С моих колен на глазах поражённой комиссии с визгом «Ой!» вспорхнула какая-то испуганная девушка.
«Ну ты даёшь, Смородин, — отпыхивался физрук, придя в себя, — уж никак не ожидали мы такого от тебя!».
 
 
На вечер первого дня «совместной жизни» молодожёнов мы запланировали по сценарию похороны.
Я должен был, с вымазанным зубной пастой бледно-зелёным лицом лежать в импровизированном гробу в центре танцплощадки под направленным на меня светом прожекторов.
А надо мной тот же «евросвященник», что меня венчал, должен был прочесть знаменитый монолог Григория Петровича Запойкина, героя одного из экранизированных рассказов Чехова «Оратор» (фильм «Эти разные, разные, разные лица...», 1971), роль которого в своё время великолепно исполнял бесподобный Ильинский.
 
Рассказ начинался так: «В одно прекрасное утро хоронили коллежского асессора Кирилла Ивановича Вавилонова, умершего от двух болезней, столь распространенных в нашем отечестве: от злой жены и алкоголизма.
 
Как и Запойкин, Мишка, игравший накануне священника, должен был перевоплотиться в блестящего оратора и произнести:
 
«Верить ли глазам и слуху?
Не страшный ли сон сей гроб, эти заплаканные лица, стоны и вопли?

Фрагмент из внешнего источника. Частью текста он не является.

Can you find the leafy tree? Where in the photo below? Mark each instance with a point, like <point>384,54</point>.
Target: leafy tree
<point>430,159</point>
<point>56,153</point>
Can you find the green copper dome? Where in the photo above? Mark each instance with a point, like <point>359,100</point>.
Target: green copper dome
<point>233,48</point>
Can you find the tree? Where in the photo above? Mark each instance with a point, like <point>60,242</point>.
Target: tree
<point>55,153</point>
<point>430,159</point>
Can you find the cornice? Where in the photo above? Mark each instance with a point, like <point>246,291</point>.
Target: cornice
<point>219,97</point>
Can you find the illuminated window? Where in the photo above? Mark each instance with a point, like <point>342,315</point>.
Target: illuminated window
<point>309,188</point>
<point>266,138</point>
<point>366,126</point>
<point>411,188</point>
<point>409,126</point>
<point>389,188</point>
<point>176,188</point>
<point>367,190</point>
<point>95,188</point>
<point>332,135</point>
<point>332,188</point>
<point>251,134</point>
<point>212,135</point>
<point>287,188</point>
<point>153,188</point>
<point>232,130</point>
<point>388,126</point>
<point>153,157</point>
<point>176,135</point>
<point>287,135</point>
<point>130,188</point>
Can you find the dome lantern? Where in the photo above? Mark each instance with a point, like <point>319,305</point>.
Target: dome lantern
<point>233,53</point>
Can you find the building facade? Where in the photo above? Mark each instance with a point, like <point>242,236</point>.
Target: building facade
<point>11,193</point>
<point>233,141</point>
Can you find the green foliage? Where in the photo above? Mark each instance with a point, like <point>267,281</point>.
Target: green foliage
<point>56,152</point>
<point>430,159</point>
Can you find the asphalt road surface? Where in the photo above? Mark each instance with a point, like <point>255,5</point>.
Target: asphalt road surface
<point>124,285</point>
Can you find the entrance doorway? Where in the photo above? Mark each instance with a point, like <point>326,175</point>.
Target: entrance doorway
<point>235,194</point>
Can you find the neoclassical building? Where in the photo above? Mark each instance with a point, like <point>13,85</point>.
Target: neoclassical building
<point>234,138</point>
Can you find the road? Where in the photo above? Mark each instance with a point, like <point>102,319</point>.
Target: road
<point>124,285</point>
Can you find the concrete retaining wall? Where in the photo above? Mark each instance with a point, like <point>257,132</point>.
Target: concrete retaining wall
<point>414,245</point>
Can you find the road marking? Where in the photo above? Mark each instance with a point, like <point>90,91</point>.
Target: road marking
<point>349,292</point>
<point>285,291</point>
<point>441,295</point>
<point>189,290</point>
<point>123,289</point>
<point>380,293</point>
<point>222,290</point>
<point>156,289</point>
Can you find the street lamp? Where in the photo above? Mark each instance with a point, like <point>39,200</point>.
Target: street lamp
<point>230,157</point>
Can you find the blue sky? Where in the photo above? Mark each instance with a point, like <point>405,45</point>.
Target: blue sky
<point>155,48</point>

Увы, это не сон, и зрение не обманывает нас!
Тот, которого мы еще так недавно видели столь бодрым, столь юношески свежим и чистым, который так недавно на наших глазах, наподобие неутомимой пчелы, носил свой мед в общий улей государственного благоустройства, тот, который... этот самый… обратился теперь в прах, в вещественный мираж…
Неумолимая смерть наложила на него коснеющую руку в то время, когда он, несмотря на свой согбенный возраст, был еще полон расцвета сил и лучезарных надежд!
Незаменимая потеря!
Кто заменит нам его?
Хороших чиновников у нас много, но Прокофий Осипыч был единственный.
Он до глубины души был предан своему честному долгу, не щадил сил, не спал ночей, был бескорыстен, неподкупен...
Как презирал он тех, кто старался в ущерб общим интересам подкупить его, кто соблазнительными благами жизни пытался вовлечь его в измену своему долгу!
Да, на наших глазах Прокофий Осипыч раздавал свое небольшое жалованье своим беднейшим товарищам, и вы сейчас сами слышали вопли вдов и сирот, живших его подаяниями!
Преданный служебному долгу и добрым делам, он не знал радостей в жизни и даже отказал себе в счастии семейного бытия; вам известно, что до конца дней своих он был холост!
А кто нам заменит его как товарища?!
…Как сейчас вижу бритое, умиленное лицо, обращенное к нам с доброй улыбкой, как сейчас слышу его мягкий, нежно-дружеский голос…
Мир праху твоему, Прокофий Осипыч!
Покойся, честный, благородный труженик!..
Прокофий Осипыч!..
Твое лицо было некрасиво, даже безобразно, ты был угрюм и суров, но все мы знали, что под сею видимой оболочкой бьется честное, дружеское сердце!»
 
 
Представляете, предложивший прочитать этот монолог порхатый еврей Мишка, студент физмата Университета, помнил его наизусть!